Когда прибежали дети, шумные, звонкоголосые, быстрые и светлые, как капельки разбежавшейся ртути, Кусака замерла от страха и беспомощного ожидания: она знала, что, если теперь кто-нибудь ударит её, она уже не в силах будет впиться в тело обидчика своими острыми зубами — у неё отняли её непримиримую злобу. И когда все наперерыв стали ласкать её, она долго ещё вздрагивала при каждом прикосновении ласкающей руки, и ей больно было от непривычной ласки, словно от удара.


III

Всею своею собачьей душою расцвела Кусака. У неё было имя, на которое она стремглав неслась из зелёной глубины сада; она принадлежала людям и могла им служить.
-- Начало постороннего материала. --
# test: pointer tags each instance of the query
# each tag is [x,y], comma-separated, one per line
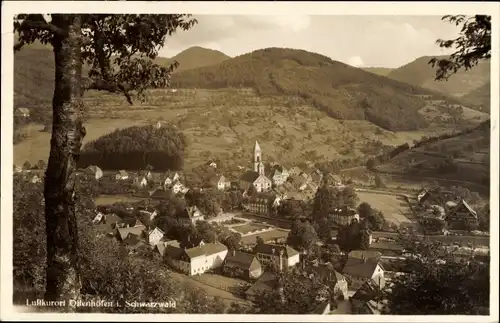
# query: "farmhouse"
[95,171]
[197,260]
[268,281]
[242,264]
[294,171]
[257,177]
[22,113]
[220,182]
[329,275]
[121,175]
[281,256]
[462,216]
[258,205]
[344,216]
[190,215]
[155,236]
[358,271]
[140,181]
[124,233]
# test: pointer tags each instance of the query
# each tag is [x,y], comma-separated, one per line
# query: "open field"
[268,236]
[110,199]
[226,296]
[229,284]
[246,228]
[395,209]
[37,145]
[225,123]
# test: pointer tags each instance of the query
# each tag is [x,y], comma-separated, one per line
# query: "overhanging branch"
[40,25]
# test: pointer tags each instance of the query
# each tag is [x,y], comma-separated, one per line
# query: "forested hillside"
[342,91]
[136,147]
[420,73]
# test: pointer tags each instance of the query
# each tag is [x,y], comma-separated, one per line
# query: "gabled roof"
[93,168]
[365,254]
[270,249]
[205,250]
[266,282]
[23,110]
[125,232]
[242,260]
[326,271]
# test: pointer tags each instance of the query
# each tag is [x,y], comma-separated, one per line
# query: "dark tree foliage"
[319,80]
[135,148]
[432,286]
[471,46]
[302,235]
[294,293]
[119,50]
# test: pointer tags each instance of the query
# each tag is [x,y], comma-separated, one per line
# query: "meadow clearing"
[395,209]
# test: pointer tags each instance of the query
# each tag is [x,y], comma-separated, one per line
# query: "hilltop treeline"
[385,156]
[342,91]
[136,147]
Разве не достаточно этого для счастья собаки?

С привычкою к умеренности, создавшеюся годами бродячей, голодной жизни, она ела очень мало, но и это малое изменило её до неузнаваемости: длинная шерсть, прежде висевшая рыжими, сухими космами и на брюхе вечно покрытая засохшею грязью, очистилась, почернела и стала лосниться, как атлас.
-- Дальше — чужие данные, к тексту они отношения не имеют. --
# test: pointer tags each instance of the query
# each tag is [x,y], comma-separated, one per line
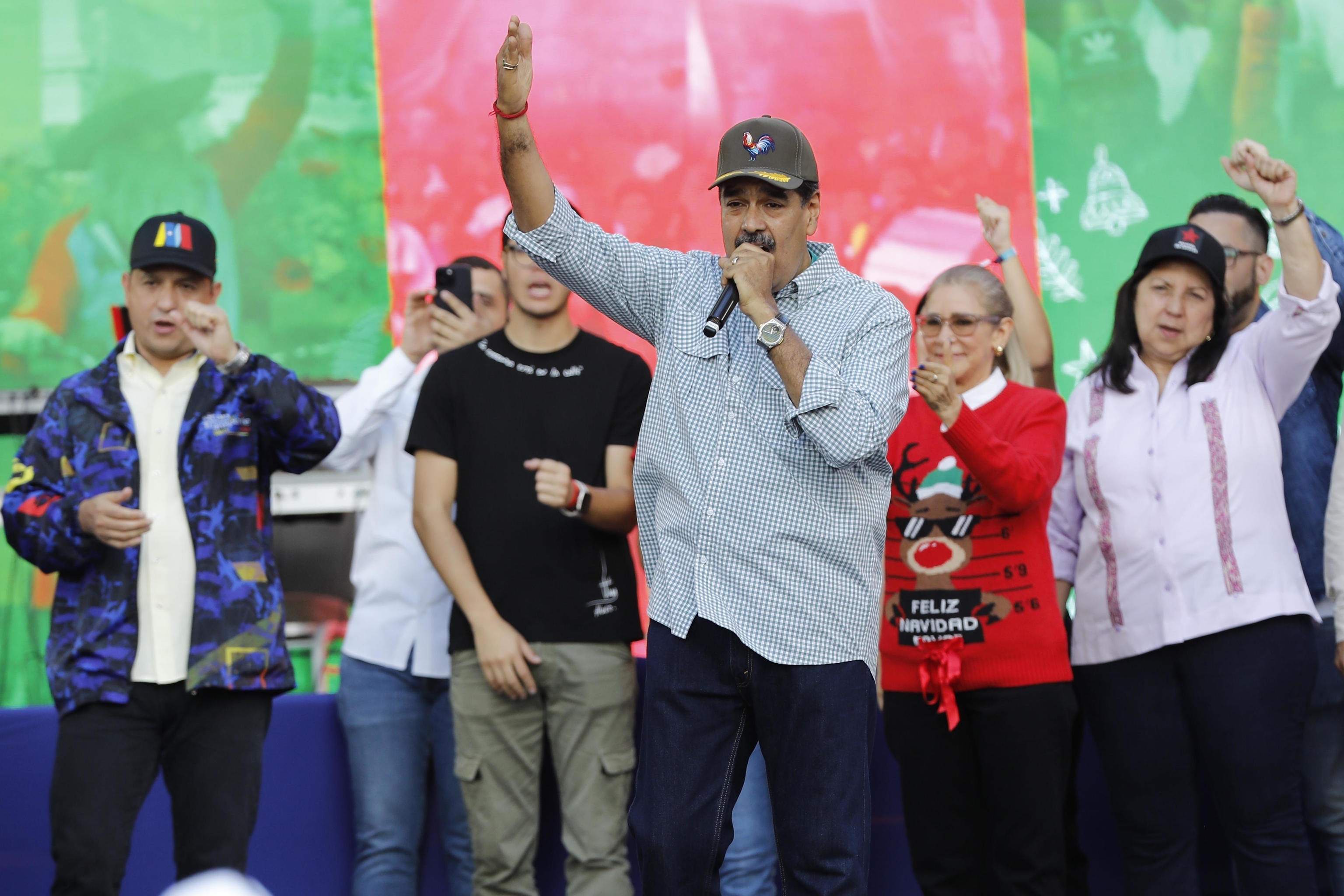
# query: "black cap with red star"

И когда она от нечего делать выбегала к воротам, становилась у порога и важно осматривала улицу вверх и вниз, никому уже не приходило в голову дразнить её или бросить камнем.

Но такою гордою и независимою она бывала только наедине. Страх не совсем ещё выпарился огнём ласк из её сердца, и всякий раз при виде людей, при их приближении, она терялась и ждала побоев. И долго ещё всякая ласка казалась ей неожиданностью, чудом, которого она не могла понять и на которое она не могла ответить. Она не умела ласкаться. Другие собаки умеют становиться на задние лапки, тереться у ног и даже улыбаться и тем выражают свои чувства, но она не умела.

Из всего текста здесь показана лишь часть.